As Sarah Bakewell says at the end of this chapter – “We live porously and sociably. We can glide out of our own minds, if only for a few moments, in order to occupy another being’s point of view.”

Beautifully put. What a great example – to be curious, to want to learn from others, to self reflect and to act, as much as possible, with goodwill to all other living beings.

Chapter 8 in Sarah Bakewell’s book takes its title directly from Montaigne.

We should have wife, children, goods and above all, health, if we can; but we must not bind ourselves to them so strongly that our happiness depends on them. We must reserve a back shop all our own, entirely free, in which to establish our real liberty and our principal retreat and solitude.

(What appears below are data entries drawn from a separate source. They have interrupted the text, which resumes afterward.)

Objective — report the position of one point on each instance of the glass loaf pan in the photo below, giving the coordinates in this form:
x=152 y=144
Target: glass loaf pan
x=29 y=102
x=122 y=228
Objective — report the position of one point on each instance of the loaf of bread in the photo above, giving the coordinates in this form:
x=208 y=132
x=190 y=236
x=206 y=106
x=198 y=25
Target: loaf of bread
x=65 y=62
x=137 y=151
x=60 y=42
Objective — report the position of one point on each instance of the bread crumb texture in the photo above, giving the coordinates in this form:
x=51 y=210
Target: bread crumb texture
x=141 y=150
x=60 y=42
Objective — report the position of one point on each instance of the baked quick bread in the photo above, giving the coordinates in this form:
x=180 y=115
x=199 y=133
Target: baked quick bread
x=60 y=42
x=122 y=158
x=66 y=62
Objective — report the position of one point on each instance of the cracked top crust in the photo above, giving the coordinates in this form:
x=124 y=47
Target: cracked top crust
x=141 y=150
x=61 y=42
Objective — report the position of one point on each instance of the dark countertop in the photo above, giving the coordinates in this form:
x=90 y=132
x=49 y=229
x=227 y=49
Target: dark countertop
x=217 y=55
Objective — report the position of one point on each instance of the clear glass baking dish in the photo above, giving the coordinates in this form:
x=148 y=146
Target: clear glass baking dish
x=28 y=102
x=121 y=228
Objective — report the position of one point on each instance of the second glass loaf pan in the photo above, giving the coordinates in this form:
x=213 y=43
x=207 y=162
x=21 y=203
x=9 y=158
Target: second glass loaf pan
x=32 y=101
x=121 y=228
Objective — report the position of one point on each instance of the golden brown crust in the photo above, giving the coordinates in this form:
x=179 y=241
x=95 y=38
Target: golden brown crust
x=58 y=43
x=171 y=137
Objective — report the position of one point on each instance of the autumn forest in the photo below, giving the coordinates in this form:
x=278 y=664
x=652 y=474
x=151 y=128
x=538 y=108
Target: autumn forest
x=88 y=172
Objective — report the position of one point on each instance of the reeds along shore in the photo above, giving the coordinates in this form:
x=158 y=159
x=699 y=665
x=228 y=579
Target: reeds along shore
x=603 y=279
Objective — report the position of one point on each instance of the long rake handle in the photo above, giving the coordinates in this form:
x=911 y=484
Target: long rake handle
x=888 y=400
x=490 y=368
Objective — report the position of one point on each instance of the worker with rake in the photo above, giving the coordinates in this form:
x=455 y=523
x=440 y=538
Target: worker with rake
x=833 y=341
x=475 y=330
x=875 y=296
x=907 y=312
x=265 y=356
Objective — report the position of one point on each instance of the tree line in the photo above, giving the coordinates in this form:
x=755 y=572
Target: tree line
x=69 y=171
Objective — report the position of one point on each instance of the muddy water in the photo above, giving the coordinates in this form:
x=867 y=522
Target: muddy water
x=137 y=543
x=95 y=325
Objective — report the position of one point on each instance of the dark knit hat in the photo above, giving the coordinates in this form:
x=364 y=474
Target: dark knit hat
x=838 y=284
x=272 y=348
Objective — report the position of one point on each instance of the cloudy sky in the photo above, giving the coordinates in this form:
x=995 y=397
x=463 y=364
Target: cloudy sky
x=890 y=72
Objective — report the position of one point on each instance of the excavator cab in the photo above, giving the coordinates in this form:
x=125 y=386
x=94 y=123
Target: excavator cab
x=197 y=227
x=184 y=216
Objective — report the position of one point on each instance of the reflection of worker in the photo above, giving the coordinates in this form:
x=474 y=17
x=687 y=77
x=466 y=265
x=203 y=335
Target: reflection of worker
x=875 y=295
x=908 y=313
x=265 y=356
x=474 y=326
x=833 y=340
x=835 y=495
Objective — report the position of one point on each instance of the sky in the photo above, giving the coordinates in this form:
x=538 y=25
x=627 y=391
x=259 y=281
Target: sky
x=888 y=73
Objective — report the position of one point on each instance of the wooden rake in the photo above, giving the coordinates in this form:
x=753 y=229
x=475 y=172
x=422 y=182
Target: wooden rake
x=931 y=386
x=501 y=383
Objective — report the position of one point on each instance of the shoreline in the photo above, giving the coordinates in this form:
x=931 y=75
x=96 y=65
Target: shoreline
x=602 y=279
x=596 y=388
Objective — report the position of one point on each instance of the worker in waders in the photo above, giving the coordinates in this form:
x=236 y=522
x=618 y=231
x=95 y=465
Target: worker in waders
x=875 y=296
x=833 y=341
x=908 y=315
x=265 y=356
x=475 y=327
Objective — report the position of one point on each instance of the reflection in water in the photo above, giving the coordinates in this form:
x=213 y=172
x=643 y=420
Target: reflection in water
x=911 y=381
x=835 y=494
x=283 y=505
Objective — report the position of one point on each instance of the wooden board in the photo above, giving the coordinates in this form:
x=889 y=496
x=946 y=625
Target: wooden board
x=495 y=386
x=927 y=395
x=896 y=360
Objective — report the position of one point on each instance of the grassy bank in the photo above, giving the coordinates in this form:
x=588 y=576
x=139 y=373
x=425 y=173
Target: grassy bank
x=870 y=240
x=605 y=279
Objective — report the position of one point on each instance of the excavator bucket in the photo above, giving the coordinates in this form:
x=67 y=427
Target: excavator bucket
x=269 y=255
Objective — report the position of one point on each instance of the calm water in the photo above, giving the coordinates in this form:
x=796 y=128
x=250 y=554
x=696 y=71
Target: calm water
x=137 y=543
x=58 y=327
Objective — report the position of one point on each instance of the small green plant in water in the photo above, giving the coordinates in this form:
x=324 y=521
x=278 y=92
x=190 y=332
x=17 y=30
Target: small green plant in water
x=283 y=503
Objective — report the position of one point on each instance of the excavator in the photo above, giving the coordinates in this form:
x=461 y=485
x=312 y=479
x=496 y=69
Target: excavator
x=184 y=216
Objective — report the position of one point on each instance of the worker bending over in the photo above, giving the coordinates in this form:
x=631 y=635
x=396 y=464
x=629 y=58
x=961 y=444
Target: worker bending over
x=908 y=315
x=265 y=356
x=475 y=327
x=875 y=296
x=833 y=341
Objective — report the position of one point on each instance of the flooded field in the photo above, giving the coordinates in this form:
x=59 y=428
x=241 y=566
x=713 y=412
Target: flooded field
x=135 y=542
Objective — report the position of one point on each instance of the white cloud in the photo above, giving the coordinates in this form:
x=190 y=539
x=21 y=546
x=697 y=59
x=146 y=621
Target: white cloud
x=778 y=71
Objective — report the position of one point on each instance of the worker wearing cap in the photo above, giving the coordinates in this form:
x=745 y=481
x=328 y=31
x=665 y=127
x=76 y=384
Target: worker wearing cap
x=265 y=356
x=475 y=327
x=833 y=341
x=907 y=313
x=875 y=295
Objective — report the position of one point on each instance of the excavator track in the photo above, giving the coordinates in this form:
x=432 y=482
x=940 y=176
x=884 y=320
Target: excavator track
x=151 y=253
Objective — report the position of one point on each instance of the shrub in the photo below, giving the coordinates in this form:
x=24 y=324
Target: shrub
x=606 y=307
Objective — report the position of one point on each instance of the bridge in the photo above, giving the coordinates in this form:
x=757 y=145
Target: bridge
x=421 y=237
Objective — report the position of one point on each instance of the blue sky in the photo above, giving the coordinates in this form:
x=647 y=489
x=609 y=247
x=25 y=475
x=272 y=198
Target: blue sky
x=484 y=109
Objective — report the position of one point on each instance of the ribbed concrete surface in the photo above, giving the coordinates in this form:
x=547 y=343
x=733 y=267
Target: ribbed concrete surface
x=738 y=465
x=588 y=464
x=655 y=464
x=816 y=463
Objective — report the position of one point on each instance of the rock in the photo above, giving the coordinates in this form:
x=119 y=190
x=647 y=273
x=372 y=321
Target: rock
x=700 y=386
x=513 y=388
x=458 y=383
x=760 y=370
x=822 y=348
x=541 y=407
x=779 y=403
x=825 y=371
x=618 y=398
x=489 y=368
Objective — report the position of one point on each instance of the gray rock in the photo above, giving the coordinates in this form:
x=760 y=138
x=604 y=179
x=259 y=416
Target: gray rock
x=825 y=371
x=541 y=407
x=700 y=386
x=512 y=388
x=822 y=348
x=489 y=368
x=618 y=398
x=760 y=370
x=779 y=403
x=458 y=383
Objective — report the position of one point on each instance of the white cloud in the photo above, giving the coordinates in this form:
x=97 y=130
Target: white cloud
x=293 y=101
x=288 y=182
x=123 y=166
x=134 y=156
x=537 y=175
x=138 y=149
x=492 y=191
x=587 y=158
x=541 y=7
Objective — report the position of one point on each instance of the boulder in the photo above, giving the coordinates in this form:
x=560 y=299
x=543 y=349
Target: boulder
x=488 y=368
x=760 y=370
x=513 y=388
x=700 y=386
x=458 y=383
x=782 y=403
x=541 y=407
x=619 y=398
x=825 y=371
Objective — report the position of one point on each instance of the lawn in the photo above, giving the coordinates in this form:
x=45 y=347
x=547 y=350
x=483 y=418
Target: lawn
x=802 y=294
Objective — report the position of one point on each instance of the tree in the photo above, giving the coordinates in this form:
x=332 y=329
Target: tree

Montaigne meant this both literally and metaphorically. Let’s take literally first. If you visit Montaigne’s chateau today you can explore the tower at one end of the building. He created a chapel on the ground floor and his library on the floor above. This was his part of the house, where he had solitude and privacy. His mother lived in the main house, and his wife had a tower of her own at the opposite end of the building.

When I visited and read about this arrangement I was reminded of Virginia Woolf’s “A room of one’s own”. In my house I have a study where I have my library, where I can read, think and write. However, most people don’t have that luxury. Many people’s homes are too small to let anyone in the family have a room of their own – apart from a bedroom perhaps, which can, perhaps, also provide this “private space” function.

There’s another way to enjoy solitude and privacy, a way I frequently recommended to patients – the Artist’s Date. I read this idea in Julia Cameron’s “The Artist’s Way”. Here’s what you do.

Schedule an event in your diary, the same way you would for an appointment with a someone, or for a meeting. The event should last for at least an hour, but could be a morning, an evening, or even a whole day…..whatever works for you.

This is event is YOUR date. You protect it and respect it the same way you would any other appointment you’d made. If someone asks you to do something at that time, you say sorry, you have a prior engagement.

There are two rules about this date – you have to do it alone. If you want to spend time with someone else, then arrange that for another time. The Artist’s Date is YOUR time. Secondly, you must spend it doing something you enjoy. It can be a visit to a park, or a gallery, or a time to paint, to write, to play music….whatever it is that you enjoy. You can’t use the time to tick items off your To Do list, to catch up on housework or plan some work. It’s time to enjoy, time to play.

You can repeat this as often as you want and is viable for you….once a week, once every couple of weeks, or whatever.

Let’s consider the metaphorical now. The private space, or “back shop” he referred to was a kind of non-attachment. It was about not grasping too tightly onto anything or anyone. Montaigne could manage this to the point of seeming aloof or detached. But if you look at his life as a whole you would see a man deeply engaged with others, playing games with his family, as well as standing apart, in his own tower, at other times.

There’s a healthy balance to be found between private time and non-attachment and communal time and engagement. And the “right balance” is different for different people. But we all need some space, and some head space, to ourselves.